Doctor of Philosophy in Information Systems (PhDIS)

First Advisor

Cherie Noteboom

Second Advisor

Deb Tech

Third Advisor

Jun Liu

Abstract

Bias in large language models (LLMs) poses substantial risks to fair and accurate information processing, particularly in high-impact contexts such as news dissemination and content moderation. These models often learn and unintentionally amplify systematic biases, ranging from confirmation and negativity to anchoring and partisanship, present in the data on which they are trained, thereby distorting public discourse and potentially fueling misinformation. Building upon theories in cognitive psychology and AI-decision-making, the Cognitive Bias in Artificial Intelligence Theory (CoBAIT) becomes the interdisciplinary theoretical foundation of this work.
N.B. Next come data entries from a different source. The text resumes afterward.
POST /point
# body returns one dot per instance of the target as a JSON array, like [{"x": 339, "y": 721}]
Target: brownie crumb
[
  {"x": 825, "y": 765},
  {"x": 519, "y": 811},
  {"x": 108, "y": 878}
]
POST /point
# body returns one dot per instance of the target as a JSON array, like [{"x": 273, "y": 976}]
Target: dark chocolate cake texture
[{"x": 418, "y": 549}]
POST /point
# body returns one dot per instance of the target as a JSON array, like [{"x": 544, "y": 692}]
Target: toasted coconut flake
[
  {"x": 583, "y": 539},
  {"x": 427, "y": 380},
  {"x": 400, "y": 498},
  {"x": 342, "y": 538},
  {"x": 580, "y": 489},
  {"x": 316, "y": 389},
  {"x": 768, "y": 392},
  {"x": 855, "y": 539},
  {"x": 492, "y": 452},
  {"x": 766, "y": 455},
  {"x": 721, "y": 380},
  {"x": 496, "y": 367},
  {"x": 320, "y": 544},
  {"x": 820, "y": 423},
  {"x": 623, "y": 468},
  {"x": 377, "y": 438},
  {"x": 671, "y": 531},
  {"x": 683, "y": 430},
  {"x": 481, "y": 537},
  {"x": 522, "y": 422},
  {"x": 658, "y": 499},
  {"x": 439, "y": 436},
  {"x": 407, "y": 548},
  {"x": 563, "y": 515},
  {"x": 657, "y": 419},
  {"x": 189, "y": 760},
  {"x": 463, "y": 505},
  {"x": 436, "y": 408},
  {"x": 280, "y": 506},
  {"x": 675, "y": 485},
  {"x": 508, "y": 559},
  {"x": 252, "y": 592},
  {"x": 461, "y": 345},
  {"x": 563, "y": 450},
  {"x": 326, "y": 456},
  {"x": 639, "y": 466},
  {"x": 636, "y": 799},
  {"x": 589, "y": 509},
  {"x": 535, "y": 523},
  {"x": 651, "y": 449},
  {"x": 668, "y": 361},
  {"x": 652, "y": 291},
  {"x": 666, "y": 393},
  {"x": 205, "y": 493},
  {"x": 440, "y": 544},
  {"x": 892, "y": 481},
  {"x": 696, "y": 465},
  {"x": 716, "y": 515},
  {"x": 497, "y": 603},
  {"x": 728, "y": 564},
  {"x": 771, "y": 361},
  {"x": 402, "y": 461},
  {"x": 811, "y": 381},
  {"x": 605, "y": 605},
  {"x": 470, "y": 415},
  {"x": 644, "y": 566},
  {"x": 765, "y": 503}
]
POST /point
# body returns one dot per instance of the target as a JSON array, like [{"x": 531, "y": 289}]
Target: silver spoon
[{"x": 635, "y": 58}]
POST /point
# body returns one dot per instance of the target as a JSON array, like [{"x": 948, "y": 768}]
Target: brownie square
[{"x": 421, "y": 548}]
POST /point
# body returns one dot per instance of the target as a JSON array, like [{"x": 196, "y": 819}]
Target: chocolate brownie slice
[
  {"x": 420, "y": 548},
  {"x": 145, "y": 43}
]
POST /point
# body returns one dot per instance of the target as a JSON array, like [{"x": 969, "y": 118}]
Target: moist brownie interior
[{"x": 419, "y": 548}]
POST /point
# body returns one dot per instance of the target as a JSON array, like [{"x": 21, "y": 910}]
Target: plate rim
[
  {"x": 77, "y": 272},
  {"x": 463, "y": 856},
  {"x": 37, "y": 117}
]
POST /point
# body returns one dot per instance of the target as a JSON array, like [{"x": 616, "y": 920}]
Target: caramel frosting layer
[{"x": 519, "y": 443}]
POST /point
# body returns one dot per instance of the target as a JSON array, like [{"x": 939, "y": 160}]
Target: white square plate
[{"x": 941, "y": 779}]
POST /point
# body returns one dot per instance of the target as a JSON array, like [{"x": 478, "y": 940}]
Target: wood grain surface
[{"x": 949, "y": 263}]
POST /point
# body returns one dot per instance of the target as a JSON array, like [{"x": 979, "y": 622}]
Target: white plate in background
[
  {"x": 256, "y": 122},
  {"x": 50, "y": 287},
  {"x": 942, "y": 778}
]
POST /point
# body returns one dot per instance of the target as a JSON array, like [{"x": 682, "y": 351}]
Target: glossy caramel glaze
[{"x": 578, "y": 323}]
Drawing on both cognitive bias theory and a design science approach, this dissertation develops a novel CoBAIT-Informed Fine-Tuning (CIFT) bias-detection artifact that integrates short, text-based “context snippets” during LLM fine-tuning. The framework is empirically evaluated using the BABE dataset, which contains over 3,700 sentences from politically oriented news articles annotated by expert raters. By prepending domain specific cognitive bias language known to evoke those heuristics in humans, such as confirmation or negativity bias, to each sample, the LLM gains a clearer “mental model” of what constitutes biased language. When compared to a baseline DistilBERT model, results show an approximate 1–2% improvement in F1 score and a notable reduction in false positives, indicating that the enhanced models are more effective at discerning biased and neutral content. Although the number of false negatives increases, this trade-off proves beneficial in domains where the cost of overclassifying bias far outweighs the risk of occasionally missing biased text, such as where impartiality is particularly important.
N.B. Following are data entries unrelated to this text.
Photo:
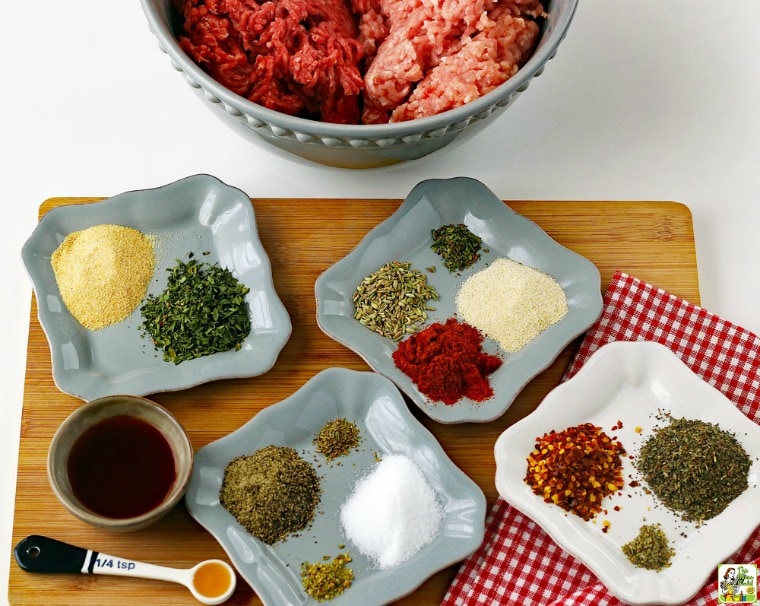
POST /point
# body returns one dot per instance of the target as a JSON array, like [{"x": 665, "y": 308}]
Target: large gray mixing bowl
[{"x": 356, "y": 146}]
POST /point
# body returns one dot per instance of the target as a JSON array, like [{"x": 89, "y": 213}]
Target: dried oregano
[
  {"x": 694, "y": 468},
  {"x": 337, "y": 438},
  {"x": 327, "y": 580},
  {"x": 456, "y": 245}
]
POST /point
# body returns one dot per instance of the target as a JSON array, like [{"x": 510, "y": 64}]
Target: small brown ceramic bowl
[{"x": 120, "y": 462}]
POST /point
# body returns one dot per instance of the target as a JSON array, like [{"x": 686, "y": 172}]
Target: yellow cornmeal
[{"x": 103, "y": 273}]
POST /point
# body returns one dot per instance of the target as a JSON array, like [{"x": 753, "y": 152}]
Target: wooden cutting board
[{"x": 651, "y": 240}]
Beyond demonstrating technical feasibility, this dissertation contributes to the literature by bridging psychological theory, design science methodology, and advanced Natural Language Processing (NLP) practices, showcasing how explicit cognitive bias frameworks can yield measurable improvements. The findings have implications for large-scale platforms such as social media networks, where small percentage gains can translate into thousands or even millions of accurately identified biased posts, and for smaller, specialized communities, where higher precision and transparency are critical to sustaining trust. Future directions include extending these techniques to multilingual contexts, more complex bias typologies, or otherLLM architectures (e.g., GPT or Llama), thereby refining how cognitive principles are harnessed to build more equitable and reliable AI-driven content analysis systems.